どう食べても味は変わらない筈なのに、もったり甘すぎるクリームがより重く感じられました。
「何か見た目汚らしいですね」
「言うなよ、みんな分かってんだから」
抉られていき中央に立ったサンタがどんどん孤立していく光景は、無機質なオフィスの薄ら寒い蛍光灯の下で殊更に虚しく映りました。なんだか、どんどんと生きづらくなっていく今の社会をみているようで。
「サンタはビギナーに譲ってやろう。買ってきた本人だからな」
そういってサンタの砂糖菓子を箸でつまんだ班長が僕に箸を伸ばしてきました。白い髭の老翁と目が合い、笑い損ねたような出来の悪い顔と面を付き合わせていると非常にわびしい気持ちになってきました。ただでさえどん底だったというのに。

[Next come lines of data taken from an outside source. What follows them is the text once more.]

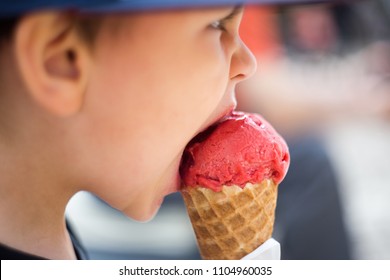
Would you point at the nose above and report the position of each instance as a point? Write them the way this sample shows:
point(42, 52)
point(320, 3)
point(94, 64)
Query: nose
point(243, 63)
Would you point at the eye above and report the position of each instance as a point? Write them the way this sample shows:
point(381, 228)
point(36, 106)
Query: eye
point(219, 25)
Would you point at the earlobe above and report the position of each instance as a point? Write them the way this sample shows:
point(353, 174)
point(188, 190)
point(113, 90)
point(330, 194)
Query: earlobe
point(54, 62)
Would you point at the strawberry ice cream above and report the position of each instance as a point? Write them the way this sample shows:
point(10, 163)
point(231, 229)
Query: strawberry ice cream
point(242, 148)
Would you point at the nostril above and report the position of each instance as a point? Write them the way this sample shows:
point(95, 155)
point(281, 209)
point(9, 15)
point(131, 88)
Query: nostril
point(285, 157)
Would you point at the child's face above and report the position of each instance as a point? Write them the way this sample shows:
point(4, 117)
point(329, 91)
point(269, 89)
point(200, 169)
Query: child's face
point(158, 79)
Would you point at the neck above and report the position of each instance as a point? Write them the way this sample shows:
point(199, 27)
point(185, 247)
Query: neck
point(32, 206)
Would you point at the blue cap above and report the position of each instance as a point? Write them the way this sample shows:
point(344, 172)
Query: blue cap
point(17, 7)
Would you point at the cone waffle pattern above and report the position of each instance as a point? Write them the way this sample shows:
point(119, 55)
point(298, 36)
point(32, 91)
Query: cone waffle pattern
point(232, 223)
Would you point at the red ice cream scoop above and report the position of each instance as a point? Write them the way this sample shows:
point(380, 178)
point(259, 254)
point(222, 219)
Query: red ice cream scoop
point(241, 149)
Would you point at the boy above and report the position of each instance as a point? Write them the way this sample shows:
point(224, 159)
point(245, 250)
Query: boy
point(103, 96)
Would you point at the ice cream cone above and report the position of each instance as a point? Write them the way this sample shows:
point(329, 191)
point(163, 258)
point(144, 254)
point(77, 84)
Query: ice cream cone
point(233, 222)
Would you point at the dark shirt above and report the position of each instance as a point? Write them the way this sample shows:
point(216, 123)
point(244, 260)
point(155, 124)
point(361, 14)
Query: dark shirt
point(8, 253)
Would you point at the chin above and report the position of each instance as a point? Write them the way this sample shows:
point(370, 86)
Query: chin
point(144, 215)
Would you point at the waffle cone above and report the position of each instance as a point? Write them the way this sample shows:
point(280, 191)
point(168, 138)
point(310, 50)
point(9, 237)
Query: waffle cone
point(233, 222)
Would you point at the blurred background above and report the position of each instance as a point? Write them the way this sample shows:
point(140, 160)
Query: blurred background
point(323, 81)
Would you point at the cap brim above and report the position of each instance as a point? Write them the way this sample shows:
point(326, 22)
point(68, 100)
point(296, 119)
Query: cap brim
point(139, 5)
point(16, 8)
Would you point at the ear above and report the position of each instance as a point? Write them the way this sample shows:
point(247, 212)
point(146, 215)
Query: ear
point(54, 62)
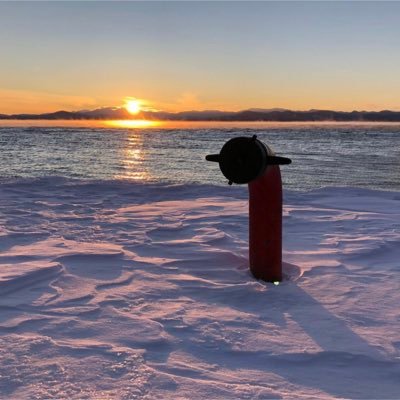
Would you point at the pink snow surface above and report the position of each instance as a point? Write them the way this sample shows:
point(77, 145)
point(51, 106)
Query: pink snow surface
point(133, 291)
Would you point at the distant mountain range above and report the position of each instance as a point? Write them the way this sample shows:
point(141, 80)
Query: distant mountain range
point(252, 114)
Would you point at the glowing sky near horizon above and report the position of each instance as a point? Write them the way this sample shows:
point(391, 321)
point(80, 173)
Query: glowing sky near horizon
point(199, 55)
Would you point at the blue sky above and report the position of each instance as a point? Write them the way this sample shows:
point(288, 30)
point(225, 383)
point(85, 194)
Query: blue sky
point(184, 55)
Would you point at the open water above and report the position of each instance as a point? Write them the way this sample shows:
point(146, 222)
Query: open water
point(323, 154)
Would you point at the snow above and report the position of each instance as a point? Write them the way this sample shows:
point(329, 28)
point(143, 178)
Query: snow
point(128, 290)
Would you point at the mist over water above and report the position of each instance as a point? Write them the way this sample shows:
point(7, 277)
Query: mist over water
point(323, 155)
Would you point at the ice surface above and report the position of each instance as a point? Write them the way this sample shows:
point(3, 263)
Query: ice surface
point(118, 290)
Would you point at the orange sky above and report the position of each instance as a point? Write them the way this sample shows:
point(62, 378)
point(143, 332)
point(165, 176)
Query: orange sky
point(193, 55)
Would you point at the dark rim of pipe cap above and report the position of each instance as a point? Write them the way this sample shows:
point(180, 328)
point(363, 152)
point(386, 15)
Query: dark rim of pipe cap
point(242, 159)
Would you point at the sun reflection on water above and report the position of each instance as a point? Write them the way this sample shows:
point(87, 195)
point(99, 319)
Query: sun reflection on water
point(132, 159)
point(132, 123)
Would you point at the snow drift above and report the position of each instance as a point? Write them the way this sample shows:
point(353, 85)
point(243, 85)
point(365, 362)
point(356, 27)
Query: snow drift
point(118, 290)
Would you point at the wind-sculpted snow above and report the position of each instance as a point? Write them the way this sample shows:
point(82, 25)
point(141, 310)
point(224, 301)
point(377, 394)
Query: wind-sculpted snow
point(118, 290)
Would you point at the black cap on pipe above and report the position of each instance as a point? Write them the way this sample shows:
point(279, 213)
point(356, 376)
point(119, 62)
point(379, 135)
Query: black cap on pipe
point(243, 159)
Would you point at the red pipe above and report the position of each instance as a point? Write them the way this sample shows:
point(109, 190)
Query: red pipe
point(265, 230)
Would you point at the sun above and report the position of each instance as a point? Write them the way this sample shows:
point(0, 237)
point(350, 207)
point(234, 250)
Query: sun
point(133, 106)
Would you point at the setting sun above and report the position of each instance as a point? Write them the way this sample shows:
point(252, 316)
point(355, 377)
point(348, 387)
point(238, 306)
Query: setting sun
point(133, 106)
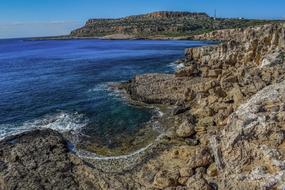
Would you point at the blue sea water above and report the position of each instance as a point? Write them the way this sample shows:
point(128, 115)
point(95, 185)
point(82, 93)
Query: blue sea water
point(64, 84)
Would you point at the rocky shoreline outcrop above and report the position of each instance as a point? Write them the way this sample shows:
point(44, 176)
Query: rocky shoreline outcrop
point(159, 25)
point(225, 131)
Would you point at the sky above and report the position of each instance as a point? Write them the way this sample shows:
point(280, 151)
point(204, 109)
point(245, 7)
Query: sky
point(30, 18)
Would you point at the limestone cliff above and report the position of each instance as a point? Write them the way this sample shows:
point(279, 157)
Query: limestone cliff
point(162, 24)
point(225, 128)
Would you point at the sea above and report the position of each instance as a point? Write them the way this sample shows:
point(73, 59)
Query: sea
point(64, 84)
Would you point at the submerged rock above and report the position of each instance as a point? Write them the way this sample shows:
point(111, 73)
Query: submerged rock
point(36, 160)
point(227, 131)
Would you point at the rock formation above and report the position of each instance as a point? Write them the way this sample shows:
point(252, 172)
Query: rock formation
point(163, 24)
point(225, 130)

僕は何とも言えない気持ちを込め、このさもしい夜勤が具現化したといっても過言ではない砂糖菓子を噛み砕きました。
そして、それと同時に電話が鳴り響きます。HQからの内線を示す電子音は、不味そうに咀嚼されたサンタの断末魔なのでしょうか…………。
時間の流れは残酷。どれくらい残酷かといったら新入生に最近のガンダムの話題として00の話を振ったら「え? それって最近じゃないですよね?」と無情に斬って捨てられるくらい残酷。
ということでメリークリスマス。